My first First Reads win!
I have to write a review, right now, five minutes after finishing the book, because it will never let me go otherwise. Even so, it will probably refuse to let me go for a while yet. This book is powerful. This book will stay with you. This book holds onto you, so much so that you don't feel like you're holding onto it, physically. The book is not in your hands. You are in the book's hands.

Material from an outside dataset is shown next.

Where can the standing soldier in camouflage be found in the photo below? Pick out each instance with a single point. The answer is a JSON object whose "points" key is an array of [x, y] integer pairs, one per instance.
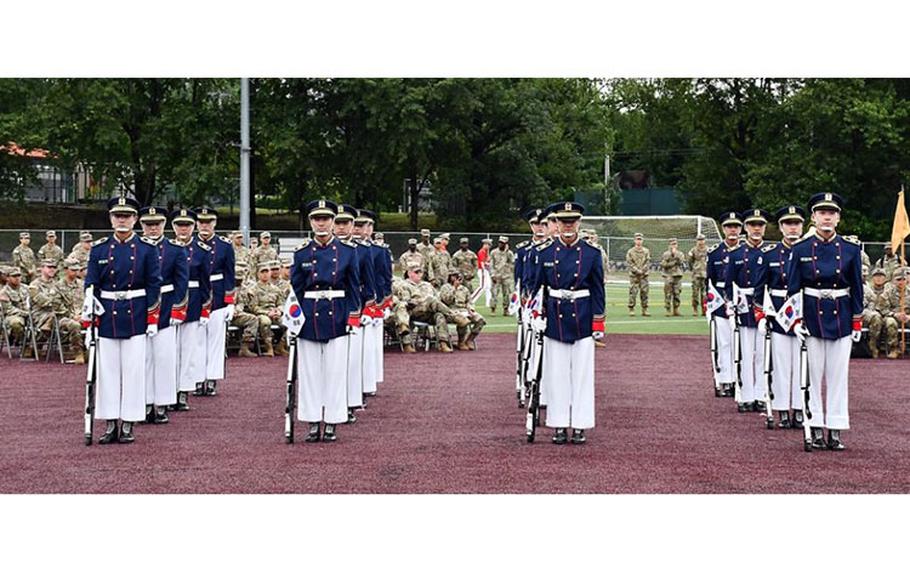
{"points": [[638, 261], [467, 321], [267, 305], [465, 261], [502, 270], [672, 263], [244, 318], [24, 258], [82, 249], [47, 302], [889, 304], [51, 251], [698, 263]]}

It is a compelling read. From the very beginning, it promises darkness ahead. There is always the sense of the inevitable doom that will befall the central characters, but you spend so much of the first half of the book trying to ignore that foreboding, desperately hoping that nothing too terrible will happen and that there will be light at the end of the tunnel for these characters, because they all seem so likeable and identifiable in some way or another. I won't say that this book is completely unpredictable, but the twists are brilliant, even if I did see some of them coming.
This book is disturbing and bleak. I have a feeling sleep won't come easily tonight. I will be haunted, by the tragedy of Cassie, in all my dreams. Because that's what it is, at its core. It is a tragedy. It is a story of a teenage girl who suffers too many things, including betrayal. It is, in some ways, an exploration of faith, of belief, of religion, of philosophy. It is a study of civilisation, of mythos, of stories, of memory, of meaning, of literature (especially poetry). Rape, self-harm, and suicide are all discussed and/or described in this book. The theme of death is a relentless one.
This book raises many questions about all of these things. This book raises questions about itself, and truth: how much of Cassie's story can you trust? Or does it not matter whether it's true or false? I don't know much about literary terms, but I'd say this is quite a postmodernist novel. And it is beautifully written, and a terrifyingly unsettling read.